If such an idea would work at scale billions of barrels of oil shale — now regarded as off-limits because of the huge amounts of carbon dioxide released in its production would be available as an energy source.
The authors of a paper in the ACS journal Energy & Fuels Adam Brandt and Hiren Mulchandani, explain that almost 3 trillion barrels of oil are trapped in the world’s deposits of oil shale, a dark-colored rock laden with petroleum-like material. The United States has by far the world’s largest deposits in the famed Green River Formation, which covers parts of Colorado, Utah, and Wyoming. Estimates put that total domestic oil resource at 1.2 trillion to 1.8 trillion barrels.
The problem today is the processes now available generate huge CO2 emissions that won’t sell politically and consume so much heat that commercial viability commands a reliable very high price of crude oil – another not politically viable premise.
The Stanford scientists’ idea goes to a process that would be self-fueling, using the process’s own fuel release to keep the process going.
EPICC System Diagram
In the EPICC process waste heat from a solid oxide fuel cell (SOFC) that’s placed in the formation is transferred via conduction into the oil shale. The heat causes kerogen and bitumen to decompose into liquid and gaseous hydrocarbons in a simple process called retorting.
As the heated and vaporized liquid hydrocarbons move toward producer wells and contact cooler shale, some condensation occurs. As further heating continues the liquid hydrocarbons crack into low-molecular weight gases like methane, hydrogen, carbon monoxide and carbon dioxide (CH4, H2, CO, CO2) and char or a kind of shale rock infused with charcoal.
The process would convert much of the organic carbon lacking the necessary hydrogen in oil shale into the char, which is simply left in the formation. The key is to get a temperature and heat front moving such that all the hydrogen and the proper amount of carbon move out together.
Production of hydrocarbon gases are then fed back into the fuel cell to generate electricity and to provide more waste heat for the retorting to continue. The excess gas can be sent to a combined cycle gas turbine to produce additional electricity.
In this plan the solid oxide fuel cell primarily generates electricity, its secondary heat releases more fuel that can be used for more power generation.

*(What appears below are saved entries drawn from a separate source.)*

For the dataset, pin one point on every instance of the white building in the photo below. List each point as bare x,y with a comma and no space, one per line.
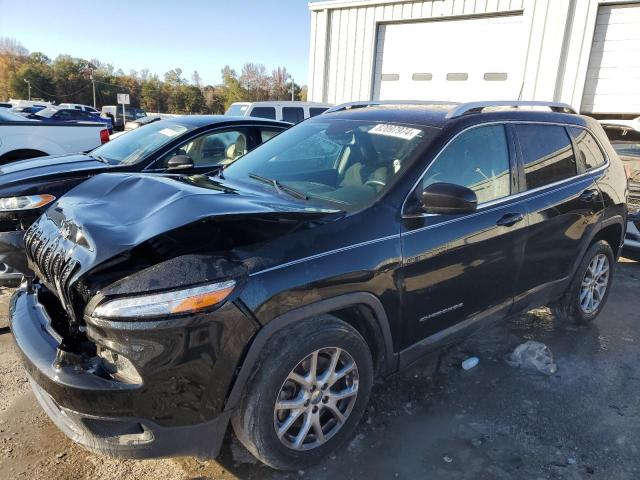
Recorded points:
582,52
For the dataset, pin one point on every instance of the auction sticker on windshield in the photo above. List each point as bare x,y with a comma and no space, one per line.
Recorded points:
397,131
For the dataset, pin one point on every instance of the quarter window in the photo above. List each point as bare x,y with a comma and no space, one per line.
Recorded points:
315,111
587,150
477,159
292,114
268,134
547,154
264,112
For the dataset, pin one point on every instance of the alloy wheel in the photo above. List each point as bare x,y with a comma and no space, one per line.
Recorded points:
316,399
594,284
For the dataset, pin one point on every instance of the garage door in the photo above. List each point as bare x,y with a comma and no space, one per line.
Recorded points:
613,77
459,60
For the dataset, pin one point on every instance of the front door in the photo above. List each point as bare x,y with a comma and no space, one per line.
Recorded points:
461,268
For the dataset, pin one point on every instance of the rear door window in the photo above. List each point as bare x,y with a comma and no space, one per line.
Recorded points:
264,112
292,114
587,149
547,154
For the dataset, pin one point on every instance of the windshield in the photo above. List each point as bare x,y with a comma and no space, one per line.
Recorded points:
345,162
237,110
137,144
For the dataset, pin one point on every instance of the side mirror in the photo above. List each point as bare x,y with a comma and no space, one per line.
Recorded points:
180,162
448,199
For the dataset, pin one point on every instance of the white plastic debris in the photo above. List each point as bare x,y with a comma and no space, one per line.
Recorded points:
533,356
470,362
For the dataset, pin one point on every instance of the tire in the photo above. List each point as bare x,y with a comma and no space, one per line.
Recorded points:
256,419
574,305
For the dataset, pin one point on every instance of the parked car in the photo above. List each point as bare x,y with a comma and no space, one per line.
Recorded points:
81,107
24,138
292,112
26,111
132,125
114,112
56,114
187,145
625,139
273,292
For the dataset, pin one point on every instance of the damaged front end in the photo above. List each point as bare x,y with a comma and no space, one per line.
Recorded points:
132,329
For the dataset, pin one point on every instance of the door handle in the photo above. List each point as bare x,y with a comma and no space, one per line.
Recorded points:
510,219
589,195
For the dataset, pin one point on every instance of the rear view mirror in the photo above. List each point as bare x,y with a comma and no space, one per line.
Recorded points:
448,199
180,162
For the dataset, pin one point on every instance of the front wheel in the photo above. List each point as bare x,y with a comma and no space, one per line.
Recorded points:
308,394
588,292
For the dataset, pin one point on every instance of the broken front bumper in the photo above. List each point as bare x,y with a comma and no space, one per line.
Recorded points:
103,414
13,260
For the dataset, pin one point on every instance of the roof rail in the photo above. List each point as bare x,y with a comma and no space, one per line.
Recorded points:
375,103
477,107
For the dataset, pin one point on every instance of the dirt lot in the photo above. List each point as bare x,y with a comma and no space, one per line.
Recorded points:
434,421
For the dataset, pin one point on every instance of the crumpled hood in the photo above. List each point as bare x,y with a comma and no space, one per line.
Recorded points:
116,212
48,166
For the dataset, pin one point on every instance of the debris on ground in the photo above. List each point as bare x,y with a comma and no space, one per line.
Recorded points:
533,356
470,362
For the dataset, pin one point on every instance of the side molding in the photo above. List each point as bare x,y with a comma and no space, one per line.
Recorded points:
389,366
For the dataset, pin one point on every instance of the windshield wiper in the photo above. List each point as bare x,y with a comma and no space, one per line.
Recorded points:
100,159
279,186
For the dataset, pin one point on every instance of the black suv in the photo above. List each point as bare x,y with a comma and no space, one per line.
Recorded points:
271,293
182,145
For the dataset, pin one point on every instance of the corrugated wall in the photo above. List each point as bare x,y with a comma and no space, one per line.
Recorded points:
344,71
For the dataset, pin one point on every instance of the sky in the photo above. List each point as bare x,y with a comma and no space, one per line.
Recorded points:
202,35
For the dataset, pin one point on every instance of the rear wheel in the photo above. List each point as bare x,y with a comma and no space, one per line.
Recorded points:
588,292
308,394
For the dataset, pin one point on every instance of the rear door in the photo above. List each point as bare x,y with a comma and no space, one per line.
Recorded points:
461,268
564,205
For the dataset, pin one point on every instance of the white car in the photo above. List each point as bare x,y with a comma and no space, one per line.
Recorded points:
292,112
22,138
79,106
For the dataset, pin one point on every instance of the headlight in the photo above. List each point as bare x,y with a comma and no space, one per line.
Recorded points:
169,303
29,202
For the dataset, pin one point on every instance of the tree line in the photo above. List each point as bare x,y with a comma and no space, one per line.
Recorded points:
68,79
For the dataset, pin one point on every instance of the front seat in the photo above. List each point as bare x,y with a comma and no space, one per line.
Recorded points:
363,170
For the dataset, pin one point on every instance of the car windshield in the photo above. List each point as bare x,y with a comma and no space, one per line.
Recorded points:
237,110
137,144
344,162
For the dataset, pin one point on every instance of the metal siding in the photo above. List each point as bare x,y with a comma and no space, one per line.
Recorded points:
612,82
351,70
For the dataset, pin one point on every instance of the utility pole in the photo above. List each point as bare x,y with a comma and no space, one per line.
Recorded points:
93,84
29,86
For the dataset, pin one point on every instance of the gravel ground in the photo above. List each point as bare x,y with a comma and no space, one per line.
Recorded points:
433,421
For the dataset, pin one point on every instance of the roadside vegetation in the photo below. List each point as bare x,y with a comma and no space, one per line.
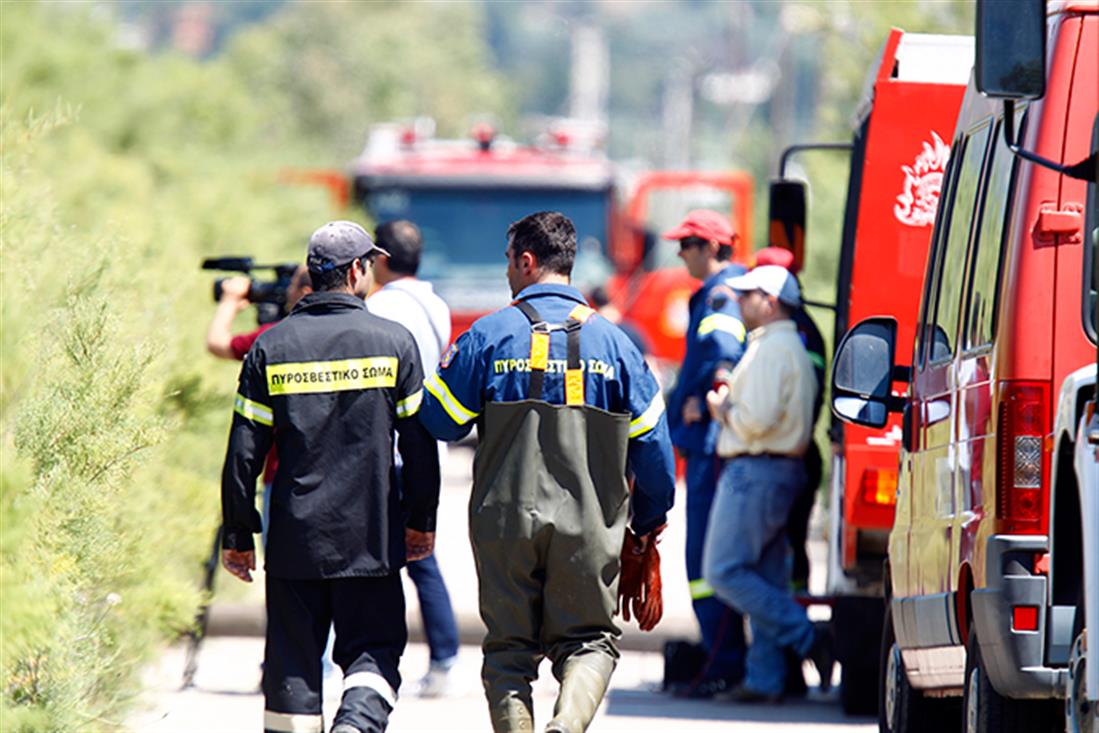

What makes the idea so interesting goes beyond the CO2 emission matter. The first SOFC output is electricity for sale. The second is the waste heat runs the fuel recovery right into the oil shale. Little is wasted, little in the way of emissions. Then the excess product not used to drive the fuel cell is for sale.
The key is the reordering of output. The chemical energy in the oil shale is converted first to electricity in the formation instead of a spending a great effort to recover chemicals and burn them outside the fuel source.
Brandt and Mulchandani try to make clear in the paper that using the EPICC process for straight to natural gas production would consume significant amounts of primary energy and result in a lower value product than the oil that was destroyed to produce gas. EPICC produces gas from the electricity production waste heat. For this idea to work economically – be happy to get the electricity first.
The paper also makes clear that high carbon taxes would impact the idea’s viability quite favorably. Leaving the char behind instead of digging the oil shale whole and processing that way leaves a serious carbon tax out of the forecast of costs.
Other points are the practicality of running a solid oxide fuel cell deep underground, the issues of controlling the gas and fluid pressures, unexpected heat and product migrations, and the matter that the process of retorting takes quite a lot of time.
But if the market goes the way of looking for electricity, accepting a mostly hydrogen stripping out of the largest oil reserve on earth, and the willingness to leave an unknown stranding of energy – the Stanford idea might look pretty good.
The value of the Brandt and Mulchandani work is the innovative way of looking at the points of resource use and the revenue streams from the process. Here the pair has shown ingenuity, innovation and exemplary computer modeling work. What becomes of the Green River Formation isn’t a sure thing or that it will ever be exploited. But some impressive minds are at work and the newest idea might be something market worthy. Lets hope the research continues so the EPICC can get firmed up so its more than just an idea in a computer model.